AI agents invoke divide to trigger actions in Study. What it does depends on the arguments the agent supplies, and its effects often reach beyond the immediate call — builds kicked off, notifications sent, workflows started.
Division is a computation/execution of an operation. It poses minimal risk (low severity), though edge cases like division by zero could cause errors. No data is read, written, or destroyed. Confidence is slightly reduced because the description is minimal and doesn't clarify input constraints.
From the tool's definition "Divide two numbers" — performs arithmetic division
Attacks that exploit this kind of access
Divide two numbers. It is categorised as a Execute tool in the Study MCP Server, which means it can trigger actions or run processes. Use rate limits and argument validation.

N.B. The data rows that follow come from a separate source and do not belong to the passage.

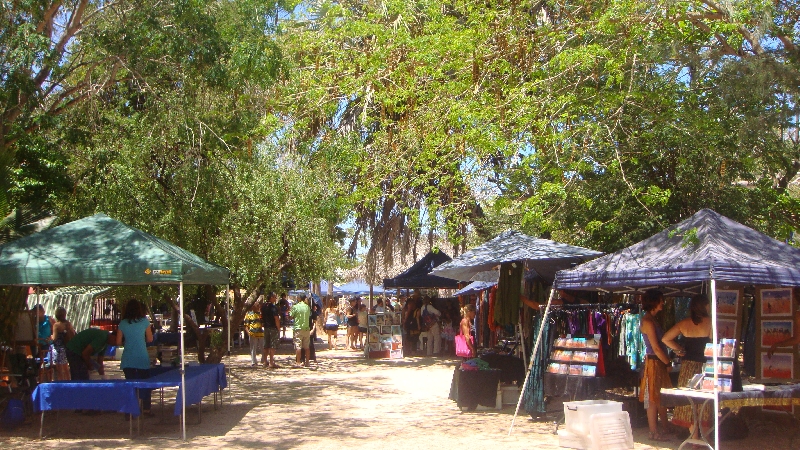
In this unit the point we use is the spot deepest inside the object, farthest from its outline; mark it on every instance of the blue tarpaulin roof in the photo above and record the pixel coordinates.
(475, 287)
(358, 287)
(418, 276)
(543, 256)
(704, 246)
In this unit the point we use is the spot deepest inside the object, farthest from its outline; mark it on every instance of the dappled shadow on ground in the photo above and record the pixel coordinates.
(345, 400)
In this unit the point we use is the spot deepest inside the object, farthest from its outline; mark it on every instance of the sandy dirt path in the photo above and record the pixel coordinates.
(346, 401)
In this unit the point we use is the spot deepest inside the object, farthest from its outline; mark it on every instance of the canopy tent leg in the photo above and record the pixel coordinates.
(228, 314)
(713, 287)
(183, 365)
(533, 357)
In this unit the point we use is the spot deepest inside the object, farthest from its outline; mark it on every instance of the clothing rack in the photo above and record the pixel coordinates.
(591, 305)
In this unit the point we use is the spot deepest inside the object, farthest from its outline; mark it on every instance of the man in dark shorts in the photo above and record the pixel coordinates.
(89, 343)
(271, 319)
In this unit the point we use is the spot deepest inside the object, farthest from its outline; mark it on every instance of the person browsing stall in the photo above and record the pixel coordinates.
(352, 323)
(697, 332)
(255, 332)
(135, 332)
(271, 319)
(468, 314)
(430, 317)
(62, 333)
(301, 314)
(656, 368)
(795, 339)
(89, 343)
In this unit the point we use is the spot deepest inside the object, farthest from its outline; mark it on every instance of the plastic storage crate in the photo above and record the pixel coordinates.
(578, 414)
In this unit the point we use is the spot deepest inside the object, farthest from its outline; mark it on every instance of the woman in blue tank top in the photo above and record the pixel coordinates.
(134, 329)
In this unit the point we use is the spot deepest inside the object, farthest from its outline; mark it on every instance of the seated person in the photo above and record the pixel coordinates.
(89, 343)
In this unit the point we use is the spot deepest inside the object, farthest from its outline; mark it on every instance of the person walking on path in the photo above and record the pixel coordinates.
(283, 305)
(134, 329)
(255, 331)
(271, 319)
(301, 314)
(352, 323)
(331, 323)
(62, 333)
(430, 316)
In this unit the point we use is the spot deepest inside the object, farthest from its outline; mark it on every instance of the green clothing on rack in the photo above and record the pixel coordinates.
(509, 288)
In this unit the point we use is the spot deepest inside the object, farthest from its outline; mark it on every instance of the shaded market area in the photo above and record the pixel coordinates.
(353, 401)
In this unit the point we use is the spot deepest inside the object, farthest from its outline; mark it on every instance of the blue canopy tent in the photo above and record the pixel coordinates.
(543, 256)
(359, 287)
(475, 287)
(705, 248)
(419, 276)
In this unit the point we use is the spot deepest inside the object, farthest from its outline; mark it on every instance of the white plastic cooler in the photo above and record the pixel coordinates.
(577, 414)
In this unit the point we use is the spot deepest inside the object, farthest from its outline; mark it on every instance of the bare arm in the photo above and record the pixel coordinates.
(670, 336)
(648, 329)
(100, 368)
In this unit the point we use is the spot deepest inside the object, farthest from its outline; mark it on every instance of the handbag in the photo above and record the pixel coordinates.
(462, 349)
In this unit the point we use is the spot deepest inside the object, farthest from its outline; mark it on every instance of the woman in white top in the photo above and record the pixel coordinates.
(331, 326)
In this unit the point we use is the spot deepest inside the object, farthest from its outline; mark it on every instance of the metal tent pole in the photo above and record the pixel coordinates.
(228, 314)
(533, 357)
(715, 359)
(183, 367)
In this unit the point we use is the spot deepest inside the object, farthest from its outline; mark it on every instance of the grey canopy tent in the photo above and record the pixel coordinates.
(100, 251)
(543, 256)
(419, 276)
(705, 248)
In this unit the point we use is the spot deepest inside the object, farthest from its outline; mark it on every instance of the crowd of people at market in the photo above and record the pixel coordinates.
(427, 329)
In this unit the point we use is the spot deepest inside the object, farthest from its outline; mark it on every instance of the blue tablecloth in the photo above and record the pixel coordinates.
(120, 395)
(99, 395)
(201, 380)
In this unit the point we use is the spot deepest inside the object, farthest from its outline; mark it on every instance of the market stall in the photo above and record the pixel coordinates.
(507, 269)
(100, 251)
(382, 344)
(705, 253)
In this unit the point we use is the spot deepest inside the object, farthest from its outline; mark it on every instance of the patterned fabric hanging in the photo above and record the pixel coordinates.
(533, 397)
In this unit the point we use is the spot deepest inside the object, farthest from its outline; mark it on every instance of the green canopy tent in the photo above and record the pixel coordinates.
(100, 251)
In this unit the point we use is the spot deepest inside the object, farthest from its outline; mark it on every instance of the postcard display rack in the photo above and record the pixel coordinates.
(726, 367)
(575, 356)
(384, 336)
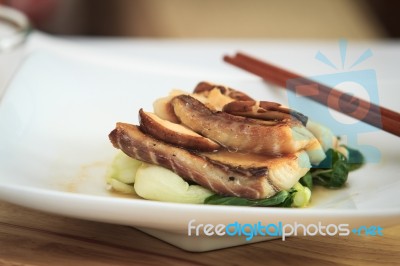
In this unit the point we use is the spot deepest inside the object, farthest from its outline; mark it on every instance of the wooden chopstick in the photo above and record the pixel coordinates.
(367, 112)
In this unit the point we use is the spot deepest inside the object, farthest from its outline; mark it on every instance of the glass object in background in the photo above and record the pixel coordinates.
(14, 30)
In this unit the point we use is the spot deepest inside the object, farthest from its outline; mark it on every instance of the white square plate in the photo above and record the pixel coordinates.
(55, 117)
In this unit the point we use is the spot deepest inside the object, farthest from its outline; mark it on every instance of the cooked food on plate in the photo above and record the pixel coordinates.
(217, 145)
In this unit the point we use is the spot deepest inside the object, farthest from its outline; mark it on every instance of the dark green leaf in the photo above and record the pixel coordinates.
(355, 160)
(307, 181)
(334, 176)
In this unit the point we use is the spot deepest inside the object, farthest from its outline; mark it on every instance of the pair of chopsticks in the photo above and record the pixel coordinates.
(350, 105)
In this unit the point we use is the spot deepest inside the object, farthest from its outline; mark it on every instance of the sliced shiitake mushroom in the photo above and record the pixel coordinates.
(175, 134)
(205, 87)
(263, 110)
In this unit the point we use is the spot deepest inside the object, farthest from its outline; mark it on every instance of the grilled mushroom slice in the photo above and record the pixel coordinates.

Register the Study MCP server in PolicyLayer and add a rule for divide: allow, deny, rate-limit, or require approval. Point your MCP client at the PolicyLayer proxy URL and the rule is enforced on every call, before it reaches Study. Nothing to install.
divide is a Execute tool with high risk. Execute tools should be rate-limited and have argument validation enabled.
Yes. Add a rate_limit block to the divide rule in your PolicyLayer policy. For example, setting max: 10 and window: 60 limits the tool to 10 calls per minute. Rate limits are tracked per agent session and reset automatically.
Set action: deny in the PolicyLayer policy for divide. The AI agent will receive a policy violation error and cannot call the tool. You can also include a reason field to explain why the tool is blocked.
divide is provided by the Study MCP server (lucs1590/study-mcp). PolicyLayer sits as a proxy in front of this server to enforce policies before tool calls reach the server.
Every MCP server has a record like this.
Type a name, get the same breakdown: verified identity, auth posture, risk grade, capabilities, recommended policy.